Yaitu dengan membangun bangunan keilmuan dengan Manhaj terbaik diikuti dengan istiqomah. Manhaj yang ideal dalam menuntut ilmu adalah manhaj yang dimiliki oleh Al-Azhar. Manhaj Al-Azhar dalam mendidik santrinya sangat efektif, hal itu terlihat dari ketahanannya dan keberhasilannya dalam melahirkan ulama-ulama Robbani yang terkenal seantero jagad seperti Imam Ibrahim al-Bajuri rahimahullah, Muhammad Abduh rahimahullah, dan lainnya yang memiliki kualitas keilmuan yang tidak perlu dipertanyakan lagi. Bahkan hingga zaman sekarang, ulama-ulama Al-Azhar memiliki peran penting dalam perkembangan keilmuan islam di dunia. Bahkan Madrosah selain Al-Azhar sekelas Madrasah Zaitunah dan lainnya mengakui metode ini. Hal itu terlihat dari banyaknya tolibul ilmi yang datang menimba ilmu ke Al-Azhar dari seluruh penjuru dunia.
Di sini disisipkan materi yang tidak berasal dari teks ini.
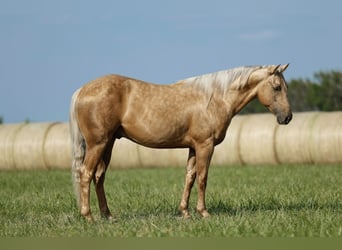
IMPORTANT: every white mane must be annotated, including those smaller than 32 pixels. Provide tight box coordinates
[182,66,261,95]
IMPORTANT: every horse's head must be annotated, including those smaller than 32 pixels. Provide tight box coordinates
[255,64,292,124]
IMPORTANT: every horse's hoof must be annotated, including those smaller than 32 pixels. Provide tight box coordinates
[197,209,210,218]
[181,210,191,220]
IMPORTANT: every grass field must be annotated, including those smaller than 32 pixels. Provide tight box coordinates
[0,165,342,237]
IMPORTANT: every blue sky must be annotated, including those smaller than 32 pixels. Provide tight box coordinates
[0,0,342,123]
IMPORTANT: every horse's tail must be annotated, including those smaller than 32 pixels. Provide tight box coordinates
[69,89,85,205]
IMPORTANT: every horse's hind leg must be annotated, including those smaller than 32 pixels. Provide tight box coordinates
[179,149,196,219]
[80,144,106,221]
[94,139,114,219]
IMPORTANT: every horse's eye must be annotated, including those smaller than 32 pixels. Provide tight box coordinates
[273,85,281,91]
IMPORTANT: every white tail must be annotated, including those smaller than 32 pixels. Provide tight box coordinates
[69,89,85,205]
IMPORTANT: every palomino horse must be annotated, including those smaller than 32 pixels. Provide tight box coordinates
[70,64,292,221]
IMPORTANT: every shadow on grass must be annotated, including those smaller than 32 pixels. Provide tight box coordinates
[209,199,342,216]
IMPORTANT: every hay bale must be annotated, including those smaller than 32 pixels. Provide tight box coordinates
[239,114,278,164]
[43,123,71,169]
[212,115,248,166]
[308,112,342,163]
[0,123,25,169]
[275,112,320,163]
[13,123,54,169]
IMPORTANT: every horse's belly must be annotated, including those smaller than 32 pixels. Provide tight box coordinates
[120,123,187,148]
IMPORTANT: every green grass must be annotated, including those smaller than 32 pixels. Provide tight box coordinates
[0,165,342,237]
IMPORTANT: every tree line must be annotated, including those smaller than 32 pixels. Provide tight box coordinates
[240,70,342,114]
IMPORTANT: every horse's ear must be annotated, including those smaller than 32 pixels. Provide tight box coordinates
[278,63,290,73]
[268,64,280,75]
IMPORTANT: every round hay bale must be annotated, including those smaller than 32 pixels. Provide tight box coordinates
[212,115,248,166]
[308,112,342,163]
[13,123,54,169]
[274,112,320,163]
[43,123,71,169]
[239,114,278,164]
[109,139,140,168]
[0,123,25,169]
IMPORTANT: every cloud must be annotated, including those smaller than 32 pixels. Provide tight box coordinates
[239,30,279,41]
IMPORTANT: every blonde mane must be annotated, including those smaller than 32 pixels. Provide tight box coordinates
[180,66,261,95]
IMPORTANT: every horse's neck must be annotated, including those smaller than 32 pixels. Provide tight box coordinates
[223,81,257,115]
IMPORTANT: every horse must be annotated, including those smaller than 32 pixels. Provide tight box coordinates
[69,64,292,221]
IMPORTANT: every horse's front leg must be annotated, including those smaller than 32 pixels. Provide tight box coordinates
[196,143,214,218]
[179,149,196,219]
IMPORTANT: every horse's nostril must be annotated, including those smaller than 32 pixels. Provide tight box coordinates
[285,114,292,124]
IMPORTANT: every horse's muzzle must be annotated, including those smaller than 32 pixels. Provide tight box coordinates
[277,113,292,125]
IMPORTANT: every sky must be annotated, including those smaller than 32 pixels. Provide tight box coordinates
[0,0,342,123]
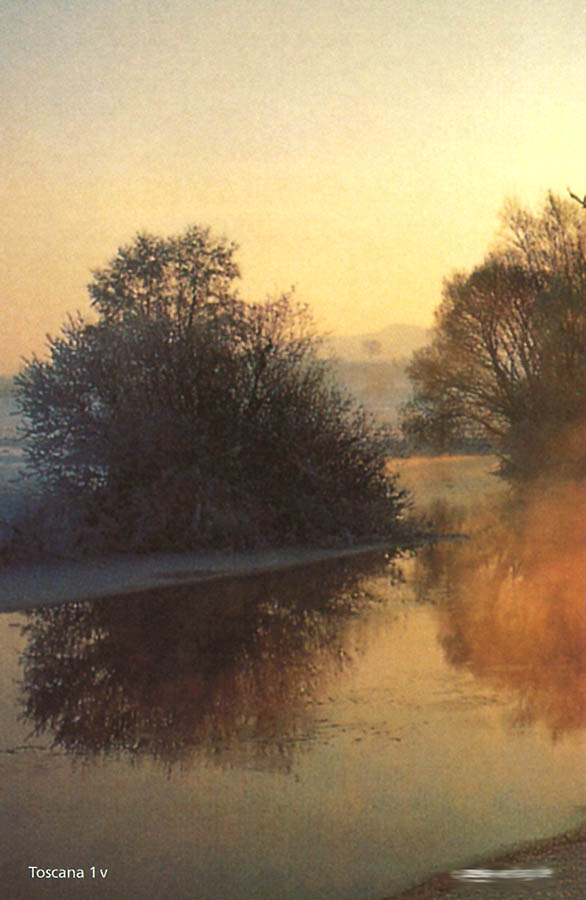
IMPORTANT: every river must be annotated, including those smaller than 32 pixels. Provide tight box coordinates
[0,457,586,900]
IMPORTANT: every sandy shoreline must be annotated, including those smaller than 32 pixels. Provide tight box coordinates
[0,540,410,612]
[385,824,586,900]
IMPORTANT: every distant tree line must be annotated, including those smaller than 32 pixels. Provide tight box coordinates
[402,193,586,477]
[16,227,405,553]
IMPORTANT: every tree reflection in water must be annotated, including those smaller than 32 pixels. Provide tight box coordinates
[416,484,586,739]
[21,553,400,769]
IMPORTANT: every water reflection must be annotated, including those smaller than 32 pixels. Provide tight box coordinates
[416,484,586,739]
[21,554,401,770]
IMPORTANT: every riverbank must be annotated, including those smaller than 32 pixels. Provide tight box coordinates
[0,539,421,612]
[387,824,586,900]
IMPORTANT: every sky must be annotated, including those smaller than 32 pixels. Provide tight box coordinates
[0,0,586,373]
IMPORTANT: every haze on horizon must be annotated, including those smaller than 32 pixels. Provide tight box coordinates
[0,0,586,373]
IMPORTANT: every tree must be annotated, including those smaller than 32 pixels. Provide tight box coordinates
[403,194,586,476]
[17,228,405,551]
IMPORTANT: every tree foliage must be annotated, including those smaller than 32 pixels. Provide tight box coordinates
[17,228,404,550]
[403,194,586,476]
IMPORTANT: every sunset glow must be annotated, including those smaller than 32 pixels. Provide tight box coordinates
[0,0,586,373]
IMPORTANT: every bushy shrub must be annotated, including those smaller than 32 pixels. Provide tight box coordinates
[17,228,405,552]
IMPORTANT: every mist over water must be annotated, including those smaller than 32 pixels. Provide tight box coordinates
[0,457,586,900]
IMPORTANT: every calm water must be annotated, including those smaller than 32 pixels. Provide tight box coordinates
[0,459,586,900]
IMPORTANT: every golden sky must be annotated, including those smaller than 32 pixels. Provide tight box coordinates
[0,0,586,372]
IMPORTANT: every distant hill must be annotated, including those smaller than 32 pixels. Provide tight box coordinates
[324,325,431,424]
[325,325,431,362]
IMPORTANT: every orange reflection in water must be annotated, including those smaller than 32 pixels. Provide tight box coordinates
[422,484,586,737]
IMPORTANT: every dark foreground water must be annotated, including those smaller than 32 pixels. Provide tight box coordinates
[0,460,586,900]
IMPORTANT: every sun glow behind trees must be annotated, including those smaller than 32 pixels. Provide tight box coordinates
[0,0,586,372]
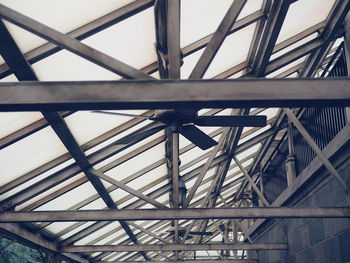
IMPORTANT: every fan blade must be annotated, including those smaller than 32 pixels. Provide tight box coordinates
[189,232,213,236]
[179,125,218,150]
[194,116,266,127]
[90,110,153,120]
[114,125,168,144]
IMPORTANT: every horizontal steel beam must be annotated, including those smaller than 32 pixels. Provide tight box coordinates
[0,224,89,263]
[0,78,350,111]
[0,207,350,223]
[61,243,288,253]
[97,259,258,263]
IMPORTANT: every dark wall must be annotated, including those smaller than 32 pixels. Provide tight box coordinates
[248,138,350,263]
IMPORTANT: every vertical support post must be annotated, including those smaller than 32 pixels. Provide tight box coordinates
[344,12,350,123]
[285,118,296,186]
[172,124,180,260]
[167,0,181,79]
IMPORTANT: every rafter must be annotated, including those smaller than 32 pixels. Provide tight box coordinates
[0,4,152,79]
[0,207,350,223]
[61,243,288,253]
[189,0,247,79]
[301,0,350,77]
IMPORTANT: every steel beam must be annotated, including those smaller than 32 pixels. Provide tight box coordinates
[189,0,247,79]
[0,0,154,78]
[283,108,350,195]
[0,4,152,79]
[301,0,350,77]
[97,259,258,263]
[250,0,291,77]
[166,0,181,79]
[0,78,350,111]
[61,243,288,253]
[0,207,350,223]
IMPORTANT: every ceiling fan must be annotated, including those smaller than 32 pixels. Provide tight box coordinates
[168,226,213,239]
[92,109,266,150]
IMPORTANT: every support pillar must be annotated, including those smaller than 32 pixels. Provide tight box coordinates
[285,119,296,186]
[344,12,350,123]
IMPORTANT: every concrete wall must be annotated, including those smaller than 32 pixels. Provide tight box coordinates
[248,134,350,263]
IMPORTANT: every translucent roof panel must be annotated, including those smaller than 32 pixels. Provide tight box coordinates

Metode Al-Azhar dalam mendidik santrinya untuk menjadi seorang ahlul ilmi bisa dibagi menjadi 4 tingkatan. Setiap tingkatan ini harus dilalui secara berurutan dari awal hingga akhir, sama persis ketika kita ingin menaiki tangga menuju lantai atas. Semua ilmu dalam tingkatan-tingkatan ini dipelajari dengan melalui 3 tahap yang telah kita ketahui, yaitu tahap Mubtadi, Mutawassith, dan Muntahi. Pembelajarannya juga melalui metode yang telah kita jelaskan, dari mulai Talaqqi secara Musyafahah, Mudzakaroh, Mudarosah, Munaqosyah, dan berakhir dengan Mumas’alah. Beginilah seharusnya kita menuntut ilmu. Proses ini tentunya akan memakan waktu yang relatif lama, maka benarlah perkataan Syeikh Osama el-Sayed Mahmud el-Azhari bahwa, untuk menjadi seorang ahlul ilmi sekiranya butuh hingga 10 tahun untuk mendapatkannya.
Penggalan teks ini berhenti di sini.